If you have a second DC make sure this one is reachable.
Import-Csv C:\Temp\NewUsersFinal.csv -Delimiter “;” Ensure on Line 5, you change the ; to , your problem will be resolved
thank you Ali for the amazing material.
it works great however the Country will not be inserted in the AD User Properties.
I’m using AD 2012 R2
I have tried to add countrycode (380 in my case) for Italy in your script but I get errors
You’re welcome, and I am glad you followed the steps to create AD users with PowerShell. That will save you some time.
After having a look, I adjusted the CSV file and the PS script. I sent it in a .zip file to you by email. Let me know if that worked!
I will update the article this week with these changes.
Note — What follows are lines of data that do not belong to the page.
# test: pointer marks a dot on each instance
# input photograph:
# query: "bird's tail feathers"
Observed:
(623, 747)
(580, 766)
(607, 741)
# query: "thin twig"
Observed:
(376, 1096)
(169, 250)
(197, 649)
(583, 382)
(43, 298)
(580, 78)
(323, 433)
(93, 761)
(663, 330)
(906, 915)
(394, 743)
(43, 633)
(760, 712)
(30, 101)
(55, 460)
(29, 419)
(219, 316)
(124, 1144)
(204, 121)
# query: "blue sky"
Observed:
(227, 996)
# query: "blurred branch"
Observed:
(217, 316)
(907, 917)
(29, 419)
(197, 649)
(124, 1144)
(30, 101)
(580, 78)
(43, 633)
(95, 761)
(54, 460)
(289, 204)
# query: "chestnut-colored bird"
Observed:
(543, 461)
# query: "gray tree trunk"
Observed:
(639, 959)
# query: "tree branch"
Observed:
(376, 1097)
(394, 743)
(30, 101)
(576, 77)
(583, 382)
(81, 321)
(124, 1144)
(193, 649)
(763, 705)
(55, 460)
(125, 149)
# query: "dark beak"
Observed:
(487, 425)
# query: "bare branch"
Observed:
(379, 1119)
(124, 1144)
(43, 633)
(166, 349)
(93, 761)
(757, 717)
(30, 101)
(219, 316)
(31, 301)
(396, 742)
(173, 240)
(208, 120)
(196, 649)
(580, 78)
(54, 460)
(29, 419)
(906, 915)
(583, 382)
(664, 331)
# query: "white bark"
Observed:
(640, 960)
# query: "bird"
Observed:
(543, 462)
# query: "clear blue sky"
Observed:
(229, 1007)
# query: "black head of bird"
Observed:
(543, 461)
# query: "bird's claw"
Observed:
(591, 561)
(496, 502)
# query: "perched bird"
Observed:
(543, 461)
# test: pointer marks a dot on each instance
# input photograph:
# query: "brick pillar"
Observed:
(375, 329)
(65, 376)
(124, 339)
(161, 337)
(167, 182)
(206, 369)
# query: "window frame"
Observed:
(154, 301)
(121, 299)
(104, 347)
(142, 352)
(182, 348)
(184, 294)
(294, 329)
One more thing, use “IT” as the country code for Italy.
Hi
Have you any idea what this is then I run the script?
Thanks //marsk
Read-Host -Prompt “Press Enter to exit”
cmdlet New-ADUser at command pipeline position 1
Supply values for the following parameters:
Name:
Hi Martin,
Did you import the CSV in PowerShell to verify that it’s correct?
Import-Csv C:\Temp\NewUsersFinal.csv -Delimiter “;” | Format-Table
Thanks its up and running.
Just pushed 2 500 user to verus UO.
Tanks
Martin
Thanks for the in-depth material.
Thank you. Thank you. Thank you. It worked!!!!!